Hari Rabu dini hari, 18 Januari 2012, ibu mendapati mba nana mata kanan dan bibir atas sebelah kanan (saja) mulai membengkak. Ibu sudah mencurigai ini kemungkinan reaksi alergi. Pagi hari bengkaknya sudah rata mata kiri kanan bengkak dan bibir atas seluruhnya bengkak. Sejak dua hari lalu mba nana agak pilek. Tapi kalau pilek menyebabkan mata dan bibir bengkak rasanya kecil sekali kemungkinannya.

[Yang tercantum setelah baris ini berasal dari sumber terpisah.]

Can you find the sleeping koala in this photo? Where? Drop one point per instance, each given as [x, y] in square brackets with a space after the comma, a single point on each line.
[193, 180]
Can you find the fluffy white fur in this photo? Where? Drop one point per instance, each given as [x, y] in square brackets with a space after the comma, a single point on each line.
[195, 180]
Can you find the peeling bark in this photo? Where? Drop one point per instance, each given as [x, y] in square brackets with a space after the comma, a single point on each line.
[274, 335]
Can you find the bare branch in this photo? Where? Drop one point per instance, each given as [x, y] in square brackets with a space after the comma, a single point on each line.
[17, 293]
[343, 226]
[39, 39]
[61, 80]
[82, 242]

Jam 6-an, ibu membawa mba nana ke UGD yang terdekat dari rumah yaitu Puskesmas Bumiaji. Reaksi alergi tidak begitu membahayakan, tapi akan menjadi berbahaya jika dibiarkan, yaitu kemungkinan muncul reaksi yang lebih berat, misalnya kemungkinan sesak. Disitu yang jaga seorang perawat. Perawat tersebut hendak memberikan obat racikan/puyer. Karena sudah mempunyai pengalaman susahnya mba nana minum obat pait macam puyer, ibu minta sediaan sirup. Ternyata puskesmas tidak punya.
Akhirnya ibu membawa ke rumah sakit lain yang ada dokter jaga, di RS Etty. Dokter menawarkan juga tes lab untuk jaga-jaga kemungkinan penyakit tertentu. Saya meminta kebertahapan saja. Kemungkinan alergi dulu, kalau dua hari minum obat anti alergi tidak membaik, baru tes lab. Ibu juga meminta sediaan sirup. Dan mendapat ‘Rihest’ Loratadine. Sesuai dengan usianya 4 tahun 6 bulan dengan berat 15 kg, mba nana minum tiga kali sehari @2,5 ml sesudah makan. Setelah minum bengkaknya mulai menipis hingga minum yang kelima kali bengkaknya hilang.
Ibu mulai mendaftar apa saja kemungkinan alergi mba nana. Hari selasa mba nana makan nasi dan telur dadar, di sekolah bayam dan telur puyuh, malam hari itu mba nana makan mie instant rebus rasa soto dengan bumbu koya dan bumbu bubuk, kuahnya pekat. Ibu menduga bumbu mie instant inilah yang tidak dapat ditoleransi tubuh mba nana, apalagi kondisinya yang sudah dua hari tidak enak badan/flue.